CONCLUSION. — Il n'était pas convenable que Dieu s'incarnât dès le commencement du genre humain avant le péché, puisqu'on ne donne de médecin qu'à ceux qui sont infirmes; il ne devait pas non plus s'incarner immédiatement après le péché, afin que l'homme, humilié par sa faute, reconnût qu'il avait besoin d'un libérateur; mais il a pu le faire lorsque le temps qu'il avait marqué de toute éternité a été pleinement accompli.

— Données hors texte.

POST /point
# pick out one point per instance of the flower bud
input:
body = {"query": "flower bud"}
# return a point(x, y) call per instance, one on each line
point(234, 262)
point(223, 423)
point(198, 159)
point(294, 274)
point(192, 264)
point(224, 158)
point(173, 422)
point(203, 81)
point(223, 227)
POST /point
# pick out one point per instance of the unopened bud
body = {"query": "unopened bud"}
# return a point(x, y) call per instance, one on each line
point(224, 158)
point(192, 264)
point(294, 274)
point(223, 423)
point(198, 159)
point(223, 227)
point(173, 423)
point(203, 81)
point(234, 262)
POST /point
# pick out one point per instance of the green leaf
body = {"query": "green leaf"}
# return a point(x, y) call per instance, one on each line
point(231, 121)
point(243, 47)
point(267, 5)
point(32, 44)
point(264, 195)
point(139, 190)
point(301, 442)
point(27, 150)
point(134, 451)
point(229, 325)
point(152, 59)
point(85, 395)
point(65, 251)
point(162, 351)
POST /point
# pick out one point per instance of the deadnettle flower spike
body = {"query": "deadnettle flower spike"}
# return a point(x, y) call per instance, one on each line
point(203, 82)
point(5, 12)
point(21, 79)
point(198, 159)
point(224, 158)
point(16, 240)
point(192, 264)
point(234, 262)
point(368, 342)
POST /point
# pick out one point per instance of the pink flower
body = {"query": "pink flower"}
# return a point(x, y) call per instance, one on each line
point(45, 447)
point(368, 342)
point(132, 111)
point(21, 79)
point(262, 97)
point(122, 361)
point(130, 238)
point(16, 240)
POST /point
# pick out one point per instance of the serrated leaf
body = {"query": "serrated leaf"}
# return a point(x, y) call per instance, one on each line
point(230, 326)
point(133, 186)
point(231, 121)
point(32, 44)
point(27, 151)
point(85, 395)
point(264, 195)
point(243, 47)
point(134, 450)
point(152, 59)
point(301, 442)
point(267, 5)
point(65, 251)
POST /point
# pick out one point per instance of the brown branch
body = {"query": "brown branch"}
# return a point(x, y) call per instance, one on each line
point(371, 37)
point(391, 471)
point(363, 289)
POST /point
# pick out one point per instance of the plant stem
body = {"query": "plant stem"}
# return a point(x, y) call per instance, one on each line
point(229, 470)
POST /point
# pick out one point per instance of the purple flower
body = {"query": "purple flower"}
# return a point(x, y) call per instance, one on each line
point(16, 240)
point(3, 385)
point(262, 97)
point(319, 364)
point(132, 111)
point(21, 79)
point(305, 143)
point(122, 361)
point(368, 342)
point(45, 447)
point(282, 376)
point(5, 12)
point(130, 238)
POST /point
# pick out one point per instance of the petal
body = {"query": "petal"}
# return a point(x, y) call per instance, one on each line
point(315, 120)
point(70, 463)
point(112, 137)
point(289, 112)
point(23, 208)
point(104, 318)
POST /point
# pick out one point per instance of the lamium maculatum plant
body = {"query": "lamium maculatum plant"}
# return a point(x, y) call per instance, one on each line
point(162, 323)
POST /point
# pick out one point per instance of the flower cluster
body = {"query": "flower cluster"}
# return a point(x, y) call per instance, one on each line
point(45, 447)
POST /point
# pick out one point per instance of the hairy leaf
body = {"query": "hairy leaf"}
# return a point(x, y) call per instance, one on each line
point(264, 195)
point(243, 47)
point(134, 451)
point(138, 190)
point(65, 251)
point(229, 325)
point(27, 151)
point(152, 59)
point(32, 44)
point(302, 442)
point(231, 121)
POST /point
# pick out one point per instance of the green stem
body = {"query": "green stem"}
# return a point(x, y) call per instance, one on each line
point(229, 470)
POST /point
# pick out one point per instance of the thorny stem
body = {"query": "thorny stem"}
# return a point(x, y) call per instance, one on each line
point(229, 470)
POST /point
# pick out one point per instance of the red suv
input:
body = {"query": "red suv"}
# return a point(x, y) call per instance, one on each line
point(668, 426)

Il faut répondre que l'œuvre de l'incarnation ayant pour but principal de réparer la nature humaine, en effaçant le péché, il est évident qu'il n'a pas été convenable (i) que Dieu s'incarnât, avant le péché, dès le commencement du genre humain. Car on ne donne un médecin qu'à ceux qui sont déjà malades. C'est ce qui fait dire au Seigneur (Mt 9,12) : Ce ne sont pas ceux qui se portent bien, mais ce sont les malades qui ont besoin de médecin; car ce sont les pécheurs et non les justes que je suis venu appeler. Mais il n'eût pas été convenable que Dieu s'incarnât immédiatement après le péché : 1° A cause de la condition du péché de l'homme, qui avait eu l'orgueil pour cause. Ainsi l'homme devait être délivré de manière à reconnaître dans son humiliation qu'il avait besoin d'un libérateur. A l'occasion de ces paroles de saint Paul (Ga 3) : Ordinata per angelos in manu mediatoris, la glose dit (ord.) que Dieu dans son grand conseil a voulu que son Fils ne vînt pas immédiatement après la chute de l'homme. Car Dieu a laissé d'abord l'homme à son libre arbitre, sous la loi naturelle, pour connaître ainsi les forces de sa nature; quand il défaillit, il reçut la loi; après l'avoir reçue, le mal augmenta, non par la faute de la loi, mais par celle de la nature; de telle sorte qu'ayant ainsi connu son infirmité, il cria vers le médecin et demanda le secours de la grâce. 2° A cause de la manière dont on progresse dans le bien ; car d'après cette loi on va de l'imparfait au parfait. D'où l’Apôtre dit (1Co 15,46) : Ce n'est pas le corps spirituel qui a été formé le premier; c'est le corps animal et ensuite le spirituel. Le premier homme formé de la terre est l'homme terrestre, et le second descendu du ciel est l'homme céleste. 3° A cause de la dignité du Verbe incarné, parce que, à l'occasion de ces paroles (Ga 4) : At ubi venit plenitudo temporis, la glose dit (Aug. tract, xxxi in JN) : Plus le juge qui venait était grand et plus devait être longue la suite des hérauts qui l'annonçaient. 4° Enfin pour que la ferveur de la foi ne s'attiédît pas avec le temps ; car à la fin du monde la charité d'un très-grand nombre se refroidira. D'où il est dit (Lc 18,8) : Quand le Fils de l'homme viendra, pensez-vous qu'il trouvera encore de la foi sur la terre.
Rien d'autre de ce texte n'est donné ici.